Contamination of water, whether of arsenic, fluoride or mercury, is a cause of concern. Added to this is the pollution of rivers, lakes, canals from where people in rural areas take water for drinking purposes. And it is tragic that due to sheer lack of awareness there are lakes and ponds in backward districts from where people use water both for bathing and drinking. According to the Ministry, ‘River Development & Ganga Rejuvenation’ 2017, six million tonnes of chemical fertilizers and 9000 tonnes of pesticides applied to the Ganga basin’s agricultural fields as also 260 million litres of untreated industrial wastewater add to pollution. All these make the Ganga at Kanpur, Allahabad and Varanasi the world’s most polluted river. Similarly, the Composite Water Management Index developed by NITI Aayog shows that 70% of water resources are polluted due to dumping of untreated waste water and sewage in rivers.
One cannot term India as water-deficient but most villages and/or hamlets do not have clean ponds and environmentally-safe water storage facilities. Moreover, the annual precipitation (rain and snowfall) is close to 1200 mm, much higher than global average of 1000-odd mm. Thus, in view of basic hydrological, agro-climatic conditions, a scientific approach to harness and harvest the abundant endowment of water into an utilisable resource is critical.
Rainwater harvesting, which is in place, needs to spread across the country as a community-based participatory plan as this will possibly be the key to solve not only water, food and energy problems but ensure sustainable agricultural growth.
However, what is equally important is to ensure efficiency of water use in the agriculture sector where (as per Economic Survey 2018-19) consumption is 89%. Debates are ongoing about increasing efficiency in irrigation to enable more water availability to farmers. In fact, as per reports, the gap between the irrigation ‘created’ and ‘utilised’ is widening.
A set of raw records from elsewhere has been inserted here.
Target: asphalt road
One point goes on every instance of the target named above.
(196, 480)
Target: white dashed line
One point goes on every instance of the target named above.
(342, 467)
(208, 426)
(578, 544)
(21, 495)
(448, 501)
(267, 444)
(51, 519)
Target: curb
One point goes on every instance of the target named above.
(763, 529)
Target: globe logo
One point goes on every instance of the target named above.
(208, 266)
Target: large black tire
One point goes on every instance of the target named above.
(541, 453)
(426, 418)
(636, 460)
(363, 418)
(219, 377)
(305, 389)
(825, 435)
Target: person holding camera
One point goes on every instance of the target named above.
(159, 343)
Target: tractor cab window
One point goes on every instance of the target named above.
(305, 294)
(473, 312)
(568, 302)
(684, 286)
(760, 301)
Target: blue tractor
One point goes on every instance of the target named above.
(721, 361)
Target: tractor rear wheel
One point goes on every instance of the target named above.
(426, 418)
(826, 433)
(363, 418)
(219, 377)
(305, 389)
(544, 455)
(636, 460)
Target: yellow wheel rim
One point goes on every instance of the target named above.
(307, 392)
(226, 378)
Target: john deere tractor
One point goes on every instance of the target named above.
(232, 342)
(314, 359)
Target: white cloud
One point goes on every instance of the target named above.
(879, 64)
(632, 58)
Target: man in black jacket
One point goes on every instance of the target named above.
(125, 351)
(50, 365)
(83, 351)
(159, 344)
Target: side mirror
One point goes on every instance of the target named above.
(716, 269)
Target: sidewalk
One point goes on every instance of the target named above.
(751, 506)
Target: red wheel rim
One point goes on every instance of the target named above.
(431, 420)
Farmers should be encouraged to shift from paddy and wheat production, which requires huge water, to other crops like maize, corn, ethanol etc. Even growing pulses, which is a little deficient, would help greatly as consumption is rising rapidly.
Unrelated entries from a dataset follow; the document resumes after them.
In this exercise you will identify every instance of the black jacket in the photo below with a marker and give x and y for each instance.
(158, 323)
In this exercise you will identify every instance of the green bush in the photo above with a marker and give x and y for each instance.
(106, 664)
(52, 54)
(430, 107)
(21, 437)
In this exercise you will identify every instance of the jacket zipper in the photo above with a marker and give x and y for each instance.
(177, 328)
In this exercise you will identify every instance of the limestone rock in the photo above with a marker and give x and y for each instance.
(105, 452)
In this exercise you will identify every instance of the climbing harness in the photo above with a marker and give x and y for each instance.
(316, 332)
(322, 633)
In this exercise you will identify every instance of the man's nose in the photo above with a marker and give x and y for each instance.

The new policy should outline ways to reduce water use in agriculture sector through a systematic plan. There has to be a thrust on value-added crops that require less water so that water consumption can come down by say 8 to 9% within 3-4 years. Also segregation of ponds, one for bathing and cleaning and another for drinking purposes should be earmarked by immediately instructing both panchayats and block officials.
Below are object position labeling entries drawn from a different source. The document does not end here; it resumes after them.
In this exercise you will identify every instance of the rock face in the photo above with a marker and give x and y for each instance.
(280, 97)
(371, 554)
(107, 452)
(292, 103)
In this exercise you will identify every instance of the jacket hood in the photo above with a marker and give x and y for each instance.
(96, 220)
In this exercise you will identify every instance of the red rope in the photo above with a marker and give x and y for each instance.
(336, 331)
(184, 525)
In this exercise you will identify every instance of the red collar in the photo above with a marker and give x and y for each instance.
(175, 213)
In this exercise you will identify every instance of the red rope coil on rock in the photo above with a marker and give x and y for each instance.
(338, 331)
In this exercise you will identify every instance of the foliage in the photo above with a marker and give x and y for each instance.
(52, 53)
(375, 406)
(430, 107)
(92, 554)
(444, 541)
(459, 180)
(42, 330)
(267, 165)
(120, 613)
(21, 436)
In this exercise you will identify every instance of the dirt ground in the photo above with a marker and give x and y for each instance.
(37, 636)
Finally, it is an accepted fact that big dams haven’t been of much use and the dictum of small being beautiful and useful is relevant in the case of water. Though hydrologists may refer to Raymond Nace about his rejection of bigness in solving water problems, our great leader, Mahatma Gandhi too had spoken of viable small units and making each village self-sufficient. Thus, the committee’s recommendation should concentrate on district-wise approach for ensuring water availability to all. Then only will it become a true fundamental right.